Evliya Çelebi’nin Seyahatnamesi’nde ismi geçen 2246 gıda maddesinin 140’ı deniz ve tatlı su
balıkları, 93’ü çeşitli kabuklu ve yumuşakçalar, 16’sı çeşitli yan ürünlerdir (havyar, işlenmiş balık
vb), İstanbul’da balık satan esnafın 11 bin 800 kişi olduğunu belirtiyor. Seyahatname’de geçen balık
isimlerinden ve narh defterinde adı geçen balıkların fiyatlarından palamut, uskumru ve istavritin bol
ve ucuz olduğunu, alt sınıflar tarafından tüketildiğini ve diğer balıkların fiyatlarının az olmadığını
anlıyoruz.
1640 yıllarında İstanbul’da bir kilo etin fiyatı, bir kilo tekir ya da kaya balığı fiyatına eşitti.
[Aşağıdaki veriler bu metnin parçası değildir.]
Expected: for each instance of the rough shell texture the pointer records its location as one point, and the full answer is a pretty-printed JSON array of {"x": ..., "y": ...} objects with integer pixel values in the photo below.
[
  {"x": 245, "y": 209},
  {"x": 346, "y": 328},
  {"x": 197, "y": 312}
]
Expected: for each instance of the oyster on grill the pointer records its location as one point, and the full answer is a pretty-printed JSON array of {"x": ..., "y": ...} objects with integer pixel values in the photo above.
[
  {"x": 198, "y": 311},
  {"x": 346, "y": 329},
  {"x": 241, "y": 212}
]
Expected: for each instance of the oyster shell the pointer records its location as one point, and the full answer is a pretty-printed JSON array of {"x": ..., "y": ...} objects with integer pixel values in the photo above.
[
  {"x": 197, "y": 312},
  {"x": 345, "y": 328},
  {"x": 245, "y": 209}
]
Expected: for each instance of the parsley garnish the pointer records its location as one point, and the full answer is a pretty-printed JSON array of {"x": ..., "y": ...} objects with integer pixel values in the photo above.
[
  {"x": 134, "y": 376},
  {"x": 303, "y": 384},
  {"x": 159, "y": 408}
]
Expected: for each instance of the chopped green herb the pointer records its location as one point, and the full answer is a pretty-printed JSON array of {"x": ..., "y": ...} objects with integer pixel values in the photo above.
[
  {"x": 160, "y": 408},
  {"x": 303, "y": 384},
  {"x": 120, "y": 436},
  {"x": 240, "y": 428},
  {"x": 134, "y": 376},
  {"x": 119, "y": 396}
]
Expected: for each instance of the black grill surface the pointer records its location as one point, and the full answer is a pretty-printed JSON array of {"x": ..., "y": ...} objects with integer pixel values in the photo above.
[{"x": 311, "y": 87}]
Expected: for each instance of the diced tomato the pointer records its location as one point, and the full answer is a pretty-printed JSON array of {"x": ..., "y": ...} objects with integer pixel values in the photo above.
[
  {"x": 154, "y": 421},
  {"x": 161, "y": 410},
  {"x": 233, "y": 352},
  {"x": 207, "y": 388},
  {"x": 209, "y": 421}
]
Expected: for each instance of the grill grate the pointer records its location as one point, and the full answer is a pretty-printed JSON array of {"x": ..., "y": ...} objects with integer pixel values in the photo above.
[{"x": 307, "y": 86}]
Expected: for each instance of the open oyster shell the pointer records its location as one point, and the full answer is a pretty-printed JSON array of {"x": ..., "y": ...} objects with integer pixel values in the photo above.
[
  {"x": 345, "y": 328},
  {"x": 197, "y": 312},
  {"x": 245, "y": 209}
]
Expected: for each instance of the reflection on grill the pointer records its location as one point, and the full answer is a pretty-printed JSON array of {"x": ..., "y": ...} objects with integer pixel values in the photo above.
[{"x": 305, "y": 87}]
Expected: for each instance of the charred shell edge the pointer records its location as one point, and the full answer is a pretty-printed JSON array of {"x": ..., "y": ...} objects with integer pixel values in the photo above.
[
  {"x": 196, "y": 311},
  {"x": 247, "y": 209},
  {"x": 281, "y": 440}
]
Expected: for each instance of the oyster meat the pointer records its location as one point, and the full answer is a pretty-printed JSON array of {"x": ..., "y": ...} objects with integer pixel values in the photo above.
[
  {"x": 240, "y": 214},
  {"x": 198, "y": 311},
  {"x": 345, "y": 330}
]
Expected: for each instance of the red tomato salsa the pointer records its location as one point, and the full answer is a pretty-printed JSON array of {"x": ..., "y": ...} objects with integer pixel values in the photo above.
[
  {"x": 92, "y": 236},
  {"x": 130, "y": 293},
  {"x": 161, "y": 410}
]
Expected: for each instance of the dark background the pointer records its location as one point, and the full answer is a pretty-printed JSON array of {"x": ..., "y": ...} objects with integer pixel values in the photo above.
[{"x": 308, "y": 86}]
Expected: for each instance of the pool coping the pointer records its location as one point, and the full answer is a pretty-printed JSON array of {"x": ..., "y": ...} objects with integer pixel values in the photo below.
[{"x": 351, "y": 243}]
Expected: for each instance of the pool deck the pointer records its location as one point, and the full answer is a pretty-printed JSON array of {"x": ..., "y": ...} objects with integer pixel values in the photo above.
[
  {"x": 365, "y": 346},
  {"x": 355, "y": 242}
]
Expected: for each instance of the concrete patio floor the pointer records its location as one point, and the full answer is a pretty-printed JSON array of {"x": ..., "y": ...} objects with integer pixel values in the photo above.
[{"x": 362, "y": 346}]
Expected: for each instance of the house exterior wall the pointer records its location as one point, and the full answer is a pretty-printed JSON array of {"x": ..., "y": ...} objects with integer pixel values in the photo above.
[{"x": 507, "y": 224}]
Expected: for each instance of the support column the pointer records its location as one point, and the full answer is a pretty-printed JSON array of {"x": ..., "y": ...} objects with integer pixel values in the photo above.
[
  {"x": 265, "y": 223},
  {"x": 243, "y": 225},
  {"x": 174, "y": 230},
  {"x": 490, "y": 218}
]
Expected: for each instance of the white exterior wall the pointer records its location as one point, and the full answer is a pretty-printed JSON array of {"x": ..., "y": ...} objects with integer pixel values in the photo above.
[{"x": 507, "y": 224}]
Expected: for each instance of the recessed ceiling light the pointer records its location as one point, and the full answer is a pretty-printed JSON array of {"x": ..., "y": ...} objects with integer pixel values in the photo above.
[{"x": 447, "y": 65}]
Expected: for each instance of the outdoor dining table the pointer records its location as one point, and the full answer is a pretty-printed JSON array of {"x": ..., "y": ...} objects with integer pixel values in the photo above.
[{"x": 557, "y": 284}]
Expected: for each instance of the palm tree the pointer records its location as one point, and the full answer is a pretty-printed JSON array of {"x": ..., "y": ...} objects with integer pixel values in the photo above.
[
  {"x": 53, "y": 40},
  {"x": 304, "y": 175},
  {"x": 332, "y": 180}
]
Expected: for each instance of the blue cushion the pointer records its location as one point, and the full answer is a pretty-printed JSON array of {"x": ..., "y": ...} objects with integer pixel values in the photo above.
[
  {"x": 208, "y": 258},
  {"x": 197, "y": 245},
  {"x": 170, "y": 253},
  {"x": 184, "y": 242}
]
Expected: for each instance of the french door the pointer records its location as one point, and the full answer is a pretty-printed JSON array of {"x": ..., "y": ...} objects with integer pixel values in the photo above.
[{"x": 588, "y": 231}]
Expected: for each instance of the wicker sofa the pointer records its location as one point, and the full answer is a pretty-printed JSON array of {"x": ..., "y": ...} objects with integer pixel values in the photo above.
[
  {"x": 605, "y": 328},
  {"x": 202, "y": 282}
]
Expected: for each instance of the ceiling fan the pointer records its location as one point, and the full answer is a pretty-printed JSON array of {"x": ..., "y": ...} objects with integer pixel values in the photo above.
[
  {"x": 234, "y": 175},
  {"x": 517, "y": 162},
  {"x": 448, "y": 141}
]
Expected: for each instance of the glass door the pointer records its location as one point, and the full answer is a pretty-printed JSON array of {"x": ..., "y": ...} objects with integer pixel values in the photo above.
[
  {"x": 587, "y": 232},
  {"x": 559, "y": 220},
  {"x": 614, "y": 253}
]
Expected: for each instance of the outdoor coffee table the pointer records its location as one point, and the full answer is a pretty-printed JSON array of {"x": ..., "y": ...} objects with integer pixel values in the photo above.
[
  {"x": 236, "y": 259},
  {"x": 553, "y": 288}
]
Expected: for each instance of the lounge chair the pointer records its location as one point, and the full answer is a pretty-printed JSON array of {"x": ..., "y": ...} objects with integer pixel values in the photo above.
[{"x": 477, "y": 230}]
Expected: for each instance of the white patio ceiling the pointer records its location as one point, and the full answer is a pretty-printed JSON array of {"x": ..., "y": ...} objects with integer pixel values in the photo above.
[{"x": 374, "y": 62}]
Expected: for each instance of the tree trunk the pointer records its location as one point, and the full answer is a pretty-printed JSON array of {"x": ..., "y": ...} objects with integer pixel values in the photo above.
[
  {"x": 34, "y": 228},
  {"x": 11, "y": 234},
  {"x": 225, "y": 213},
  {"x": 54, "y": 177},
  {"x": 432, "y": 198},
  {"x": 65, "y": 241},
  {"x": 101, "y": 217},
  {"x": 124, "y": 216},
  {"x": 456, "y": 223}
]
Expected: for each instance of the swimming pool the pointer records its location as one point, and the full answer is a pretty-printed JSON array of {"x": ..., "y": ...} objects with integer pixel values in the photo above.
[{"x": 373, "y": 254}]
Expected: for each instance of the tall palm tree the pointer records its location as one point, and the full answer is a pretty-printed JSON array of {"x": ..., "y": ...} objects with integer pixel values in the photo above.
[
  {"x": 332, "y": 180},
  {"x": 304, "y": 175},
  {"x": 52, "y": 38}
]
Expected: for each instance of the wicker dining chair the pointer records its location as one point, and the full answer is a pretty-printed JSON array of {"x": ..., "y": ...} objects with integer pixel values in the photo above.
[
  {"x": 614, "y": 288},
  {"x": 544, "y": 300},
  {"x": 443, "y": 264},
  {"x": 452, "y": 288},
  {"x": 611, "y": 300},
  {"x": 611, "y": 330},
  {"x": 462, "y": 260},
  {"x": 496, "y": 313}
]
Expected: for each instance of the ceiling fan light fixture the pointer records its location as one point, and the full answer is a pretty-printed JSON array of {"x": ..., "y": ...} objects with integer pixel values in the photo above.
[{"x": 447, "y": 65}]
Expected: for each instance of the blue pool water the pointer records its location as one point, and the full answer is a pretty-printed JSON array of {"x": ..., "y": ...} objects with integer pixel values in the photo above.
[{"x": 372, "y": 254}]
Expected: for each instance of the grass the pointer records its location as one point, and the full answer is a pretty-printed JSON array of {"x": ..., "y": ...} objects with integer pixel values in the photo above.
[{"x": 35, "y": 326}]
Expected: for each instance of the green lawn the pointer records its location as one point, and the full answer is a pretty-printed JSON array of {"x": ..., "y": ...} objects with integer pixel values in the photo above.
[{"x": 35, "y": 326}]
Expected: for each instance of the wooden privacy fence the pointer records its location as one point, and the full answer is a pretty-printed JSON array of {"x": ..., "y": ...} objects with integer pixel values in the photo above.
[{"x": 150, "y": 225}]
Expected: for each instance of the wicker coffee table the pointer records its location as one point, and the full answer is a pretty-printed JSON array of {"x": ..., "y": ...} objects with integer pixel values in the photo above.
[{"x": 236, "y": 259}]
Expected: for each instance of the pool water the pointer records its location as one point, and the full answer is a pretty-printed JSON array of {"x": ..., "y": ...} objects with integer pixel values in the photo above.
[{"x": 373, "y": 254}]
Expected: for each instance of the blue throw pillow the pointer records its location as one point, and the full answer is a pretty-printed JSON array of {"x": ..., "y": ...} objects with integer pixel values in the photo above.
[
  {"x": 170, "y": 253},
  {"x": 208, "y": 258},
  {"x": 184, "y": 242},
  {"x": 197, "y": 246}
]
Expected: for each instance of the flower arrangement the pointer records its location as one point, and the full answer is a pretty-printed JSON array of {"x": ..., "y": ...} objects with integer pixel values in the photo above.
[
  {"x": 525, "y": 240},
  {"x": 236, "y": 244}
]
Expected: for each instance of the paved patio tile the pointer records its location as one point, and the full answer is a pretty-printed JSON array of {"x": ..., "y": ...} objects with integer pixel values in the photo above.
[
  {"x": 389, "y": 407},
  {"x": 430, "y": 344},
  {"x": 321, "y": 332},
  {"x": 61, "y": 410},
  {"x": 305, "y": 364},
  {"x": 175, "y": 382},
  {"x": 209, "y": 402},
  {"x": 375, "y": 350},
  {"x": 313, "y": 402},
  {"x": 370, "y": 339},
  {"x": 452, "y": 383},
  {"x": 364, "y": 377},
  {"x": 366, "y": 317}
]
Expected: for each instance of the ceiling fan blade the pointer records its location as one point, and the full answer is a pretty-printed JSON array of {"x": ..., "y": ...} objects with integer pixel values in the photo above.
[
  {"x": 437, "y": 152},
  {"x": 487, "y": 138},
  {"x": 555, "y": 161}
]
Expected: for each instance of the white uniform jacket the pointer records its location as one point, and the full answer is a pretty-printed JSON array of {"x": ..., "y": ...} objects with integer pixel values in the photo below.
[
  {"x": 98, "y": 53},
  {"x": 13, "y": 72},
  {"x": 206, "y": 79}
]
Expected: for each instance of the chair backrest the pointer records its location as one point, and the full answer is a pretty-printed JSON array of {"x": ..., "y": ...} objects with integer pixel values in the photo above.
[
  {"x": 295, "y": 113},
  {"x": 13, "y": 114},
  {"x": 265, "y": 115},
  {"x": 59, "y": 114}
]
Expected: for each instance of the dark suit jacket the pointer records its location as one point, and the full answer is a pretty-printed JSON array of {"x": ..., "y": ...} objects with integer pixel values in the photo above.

Evliya
Çelebi’nin verdiği bilgilere göre, kaya balığı Haliç dışında Boğaz’da, Selanik kıyılarında ve Terkos
Gölü’nde avlanırdı. Önce halk taze balığa doyar, sonra da ihtiyaç fazlasının değerlendirilme aşamasında
tuzlama, tütsüleme ve kurutma işlemi yapılırmış.İstanbul balıkhanesine gelen tatlı su balıklarının
önemli bir kaynağı Terhos Göl’ünden palamut, kaya, turna, kefal, levrek balığı dışında çok çeşitli balıklar
avlanırmış.Evliya Çelebi’nin tatlı su balıklarının arasında saydığı pisibalığına “Asla balık rayihası
yoktur” dediği yazılır. Evliya çelebi, tekir balığı için “mahilerin şahı” alabalık için ise “maide-i
cennet (cennet yemeği)” turna balığı için “maide-i musa’dan lezzet” yılan balığı, kaya balığı ve alabalık
için “leziz ve mukavvi” gibi ifadeler kullanmıştır. Dahası, “kalkan ve kefal balığına dahi aşk olsun”, “Ah
canım kalkan balığı gayet lezizdir”. “Canım hamsi balığı” gibi ifadelerle övgülü sözleri vardır. Evliya
Çelebi’nin balık yemekten hoşlandığı, balığın yararlı bir besin olduğuna inandığı, yani balık tüketimine
olumlu yaklaştığı ifade ediliyor.
Evliya Çelebi, özellikle Karadeniz’de çok sık tutulan hamsiyi çağrıştıran folklor hareketlerini
anlatmış, hamsiyi tüm hastalıklara iyi gelen ilaç olarak tanıtmıştır. Hamsi kafası közlemesinden çıkan
dumanın evdeki böcekleri ve yılanları uzaklaştırdığı da söylenmektedir.Trabzonlular bu balıkla yapılan
“kırk çeşit” yemekle övünürler. Hamsinin kızartmada, çorbada ve sosta kullanılması ya da böreklere iç
olarak hazırlanması da şaşkınlık yaratmaz. Her ne kadar Evliya Çelebi hamsinin fazla kokmamasını
övmüş olsada, meşhur baklavanın hamsili olmasını tasavvur etmek doğrusu güçtür. Büyük bir olasılıkla
hamsili baklava dedikleri yufkadan yapılmış, içi hamsi ile doldurulup baklava şeklinde kesilmiş bir
börek türüdür.
Evliya Çelebi hamsiden çok etkilenmiş olmalı ki ,hiçbir zaman yapmadığı bir şeyi yaparak bu balıkla
ilgili bir tarifi de aktarmıştır. Temizlenen hamsiler onar onar şişlere
takılır. Maydanoz, kereviz, soğan, pırasa ince doğranıp karıştırılır. Karışıma karabiber ve az tarçın
katılır. Sonra yanmaz tavaya ilk sırası balıkla başlamak üzere üst üste sebze balıklar dizilir. Üzerine
zeytinyağı dökülür ve tamamı hafif ateşte yaklaşık bir saat süreyle kızartılır. Seyyahın anlattığına göre
bu yemek şenlik günlerinde hazırlanırdı.